We investigated genetic determinants of single‐dose simvastatin pharmacokinetics in a prospective study of 170 subjects and a retrospective cohort of 59 healthy volunteers. In a microarray‐based genomewide association study with the prospective data, the SLCO1B1 c.521T>C (p.Val174Ala, rs4149056) single nucleotide variation showed the strongest, genomewide significant association with the area under the plasma simvastatin acid concentration‐time curve (AUC; P = 6.0 × 10−10). Meta‐analysis with the retrospective cohort strengthened the association (P = 1.6 × 10−17).
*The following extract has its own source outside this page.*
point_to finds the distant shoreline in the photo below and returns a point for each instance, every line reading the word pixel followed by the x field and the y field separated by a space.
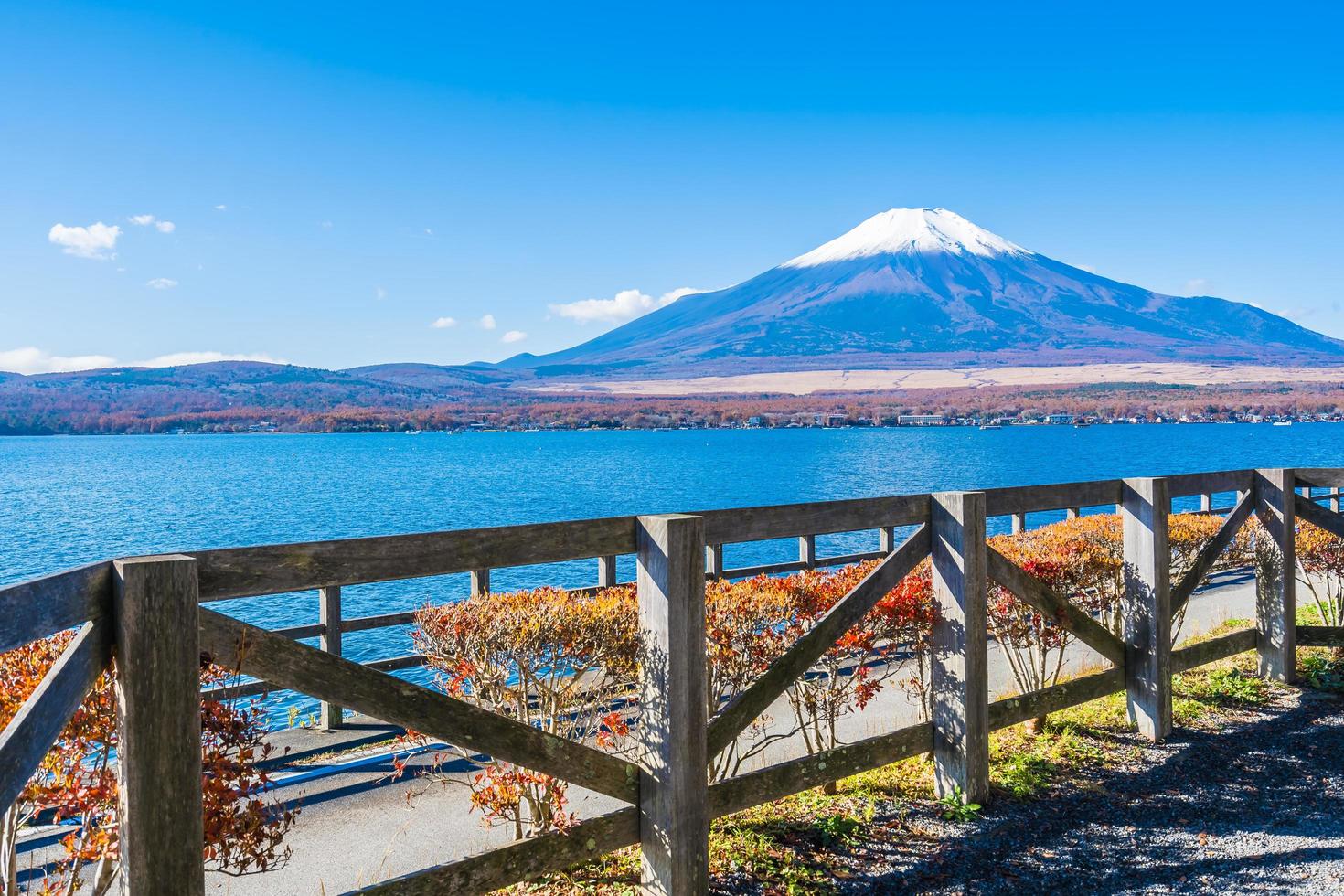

In a stepwise linear regression candidate gene analysis among all 229 participants, SLCO1B1 c.521T>C (P = 1.9 × 10−13) and CYP3A4 c.664T>C (p.Ser222Pro, rs55785340, CYP3A4*2, P = 0.023) were associated with increased simvastatin acid AUC. Moreover, the SLCO1B1 c.463C>A (p.Pro155Thr, rs11045819, P = 7.2 × 10−6) and c.1929A>C (p.Leu643Phe, rs34671512, P = 5.3 × 10−4) variants associated with decreased simvastatin acid AUC. Based on these results and the literature, we classified the volunteers into genotype‐predicted OATP1B1 and CYP3A4 phenotype groups. Compared with the normal OATP1B1 function group, simvastatin acid AUC was 273% larger in the poor (90% confidence interval (CI), 137%, 488%; P = 3.1 × 10−6), 40% larger in the decreased (90% CI, 8%, 83%; P = 0.036), and 67% smaller in the highly increased function group (90% CI, 46%, 80%; P = 2.4 × 10−4). Intermediate CYP3A4 metabolizers (i.e., heterozygous carriers of either CYP3A4*2 or CYP3A4*22 (rs35599367)), had 87% (90% CI, 39%, 152%, P = 6.4 × 10−4) larger simvastatin acid AUC than normal metabolizers. These data suggest that in addition to no function SLCO1B1 variants, increased function SLCO1B1 variants and reduced function CYP3A4 variants may affect the pharmacokinetics, efficacy, and safety of simvastatin. Care is warranted if simvastatin is prescribed to patients carrying decreased function SLCO1B1 or CYP3A4 alleles.